Retail lost 2,100 jobs and federal, state and local governments shed 12,000.

Those numbers and the modest 199,000 overall job gains come from a survey of business establishments. The unemployment rate is determined by a smaller survey of U.S. households.

Uncertainty over omicron

For a second month, the household poll was significantly more encouraging, revealing substantial job gains that drove the jobless rate lower. The survey of business establishments is more extensive and generally deemed more accurate but isn't always the best barometer, especially since it has suffered from low response rates during the health crisis. 

The December report may have partly captured employers' uncertainty about hiring as omicron took hold. The variant is expected to significantly slow job gains early in the year as workers again pause job hunts and shoppers curtail spending on dining out and other activities, says economist Lydia Boussour of Oxford Economics.

“As we enter 2022, near-term labor market prospects are dimming amid a tidal wave of Omicron cases,” Boussour writes in a note to clients.

Vaccination mandates by private employers as well as coming or recent government vaccination mandates for certain groups of workers also may have dampened job growth last month as some workers who refuse to get vaccinated quit, Goldman said. 

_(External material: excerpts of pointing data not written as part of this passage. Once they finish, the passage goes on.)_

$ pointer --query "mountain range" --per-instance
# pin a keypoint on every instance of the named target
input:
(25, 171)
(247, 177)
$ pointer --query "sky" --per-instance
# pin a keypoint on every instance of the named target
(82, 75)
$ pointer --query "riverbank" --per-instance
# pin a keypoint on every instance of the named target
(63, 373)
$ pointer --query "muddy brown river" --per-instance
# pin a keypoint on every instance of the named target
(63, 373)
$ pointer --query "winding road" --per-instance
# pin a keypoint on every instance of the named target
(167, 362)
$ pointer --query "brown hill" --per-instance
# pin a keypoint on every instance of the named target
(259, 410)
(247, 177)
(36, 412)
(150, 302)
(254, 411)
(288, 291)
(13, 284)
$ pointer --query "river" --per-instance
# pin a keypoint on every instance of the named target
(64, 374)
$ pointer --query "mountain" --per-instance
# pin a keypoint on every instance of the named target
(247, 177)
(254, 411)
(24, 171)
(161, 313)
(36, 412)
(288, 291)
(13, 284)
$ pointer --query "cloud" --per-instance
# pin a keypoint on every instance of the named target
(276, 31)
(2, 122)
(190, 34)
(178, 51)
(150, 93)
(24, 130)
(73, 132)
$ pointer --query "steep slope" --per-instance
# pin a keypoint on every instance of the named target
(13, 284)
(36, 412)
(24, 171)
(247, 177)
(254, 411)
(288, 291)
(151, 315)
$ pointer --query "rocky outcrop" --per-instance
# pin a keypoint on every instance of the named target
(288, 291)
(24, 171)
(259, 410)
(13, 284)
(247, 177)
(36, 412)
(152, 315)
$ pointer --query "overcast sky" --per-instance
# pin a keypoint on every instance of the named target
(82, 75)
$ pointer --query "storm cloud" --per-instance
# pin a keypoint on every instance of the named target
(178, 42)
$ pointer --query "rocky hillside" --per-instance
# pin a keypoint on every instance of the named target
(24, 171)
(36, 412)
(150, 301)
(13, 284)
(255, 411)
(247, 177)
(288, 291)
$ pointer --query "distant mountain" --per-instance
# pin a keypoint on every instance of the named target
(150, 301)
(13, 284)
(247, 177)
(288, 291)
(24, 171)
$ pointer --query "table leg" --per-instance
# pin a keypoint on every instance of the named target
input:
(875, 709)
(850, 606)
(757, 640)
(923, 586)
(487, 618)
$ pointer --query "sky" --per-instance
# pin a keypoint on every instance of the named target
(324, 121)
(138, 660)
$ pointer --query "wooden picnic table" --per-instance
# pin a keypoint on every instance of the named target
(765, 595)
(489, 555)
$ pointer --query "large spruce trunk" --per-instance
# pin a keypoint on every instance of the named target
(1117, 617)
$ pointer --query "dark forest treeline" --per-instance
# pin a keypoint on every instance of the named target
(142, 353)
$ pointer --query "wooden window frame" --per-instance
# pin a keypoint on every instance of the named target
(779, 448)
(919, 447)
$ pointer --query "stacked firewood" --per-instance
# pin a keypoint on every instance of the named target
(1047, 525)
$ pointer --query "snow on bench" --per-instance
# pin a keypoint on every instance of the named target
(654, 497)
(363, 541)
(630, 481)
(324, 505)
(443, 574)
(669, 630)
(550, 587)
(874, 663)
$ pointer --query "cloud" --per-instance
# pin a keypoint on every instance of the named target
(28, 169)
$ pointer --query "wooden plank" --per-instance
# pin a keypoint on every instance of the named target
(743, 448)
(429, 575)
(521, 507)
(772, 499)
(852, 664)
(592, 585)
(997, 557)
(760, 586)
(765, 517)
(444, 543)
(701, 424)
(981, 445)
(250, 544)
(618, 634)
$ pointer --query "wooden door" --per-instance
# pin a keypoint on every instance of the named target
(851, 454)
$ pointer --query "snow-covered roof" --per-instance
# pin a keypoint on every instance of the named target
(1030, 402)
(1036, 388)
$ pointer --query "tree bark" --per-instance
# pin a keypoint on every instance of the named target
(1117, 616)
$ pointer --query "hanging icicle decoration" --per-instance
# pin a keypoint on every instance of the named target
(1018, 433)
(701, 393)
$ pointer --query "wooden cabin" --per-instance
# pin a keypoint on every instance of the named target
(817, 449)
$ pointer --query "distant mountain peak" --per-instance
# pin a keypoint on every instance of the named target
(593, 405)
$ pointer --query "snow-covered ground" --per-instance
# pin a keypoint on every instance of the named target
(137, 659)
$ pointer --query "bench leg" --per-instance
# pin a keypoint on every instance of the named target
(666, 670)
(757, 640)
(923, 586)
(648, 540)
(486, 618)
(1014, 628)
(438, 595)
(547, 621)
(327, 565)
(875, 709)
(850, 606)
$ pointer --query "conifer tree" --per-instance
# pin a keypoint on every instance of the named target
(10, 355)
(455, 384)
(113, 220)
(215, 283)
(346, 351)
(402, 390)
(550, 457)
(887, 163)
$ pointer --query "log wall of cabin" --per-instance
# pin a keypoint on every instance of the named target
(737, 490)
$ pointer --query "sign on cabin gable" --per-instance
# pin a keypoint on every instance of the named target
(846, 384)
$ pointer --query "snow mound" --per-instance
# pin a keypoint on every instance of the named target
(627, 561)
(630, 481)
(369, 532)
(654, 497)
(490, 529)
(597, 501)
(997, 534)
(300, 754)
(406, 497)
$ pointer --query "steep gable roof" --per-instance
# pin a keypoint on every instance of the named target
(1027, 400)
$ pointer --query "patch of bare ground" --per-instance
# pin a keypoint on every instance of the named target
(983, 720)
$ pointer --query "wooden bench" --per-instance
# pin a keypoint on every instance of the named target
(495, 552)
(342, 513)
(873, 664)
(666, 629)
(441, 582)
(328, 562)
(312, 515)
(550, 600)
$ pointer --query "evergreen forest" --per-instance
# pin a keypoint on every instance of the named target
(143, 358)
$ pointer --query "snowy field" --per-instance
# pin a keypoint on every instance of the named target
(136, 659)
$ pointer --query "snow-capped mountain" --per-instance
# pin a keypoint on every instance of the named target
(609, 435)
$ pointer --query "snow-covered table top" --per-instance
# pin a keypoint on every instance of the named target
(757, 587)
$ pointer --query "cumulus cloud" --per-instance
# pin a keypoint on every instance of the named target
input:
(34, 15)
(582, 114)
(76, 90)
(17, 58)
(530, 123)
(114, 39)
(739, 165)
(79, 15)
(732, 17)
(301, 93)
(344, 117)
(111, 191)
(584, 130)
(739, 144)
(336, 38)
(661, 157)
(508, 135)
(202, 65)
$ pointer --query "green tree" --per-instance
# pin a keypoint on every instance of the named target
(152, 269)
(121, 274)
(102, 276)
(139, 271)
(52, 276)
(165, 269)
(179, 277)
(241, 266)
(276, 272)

The number of employees working and the number of hours worked declined last month, according to Homebase, which supplies payroll software to small businesses.

More job gains ahead?

The good news is the variant appears far less severe than the previous delta strain and is likely to peak in the next few weeks and peter out by March, health experts say. That should set the stage for slower but still booming employment gains of about 330,000 a month this year, according to Moody’s.

Megan Shroy, CEO of Columbus-Ohio-based Approach Marketing, expanded her staff of full-time workers and contractors by about 40% last year and expects to grow it by another 20% in 2022 amid surging demand. Clients, she says, are still making up for cutbacks in their public relations and digital marketing outlays in 2020, when the health crisis upended the economy.

Shroy says she hasn’t been affected by the labor shortage because all her employees work remotely and she allows them to toil flexible hours and part-time if they need to, catering to a new COVID-spawned mindset that balances work and personal life.

“We’re getting a lot of candidates (from companies that are requiring employees to return to the office) who are saying, ‘This is what I prefer.”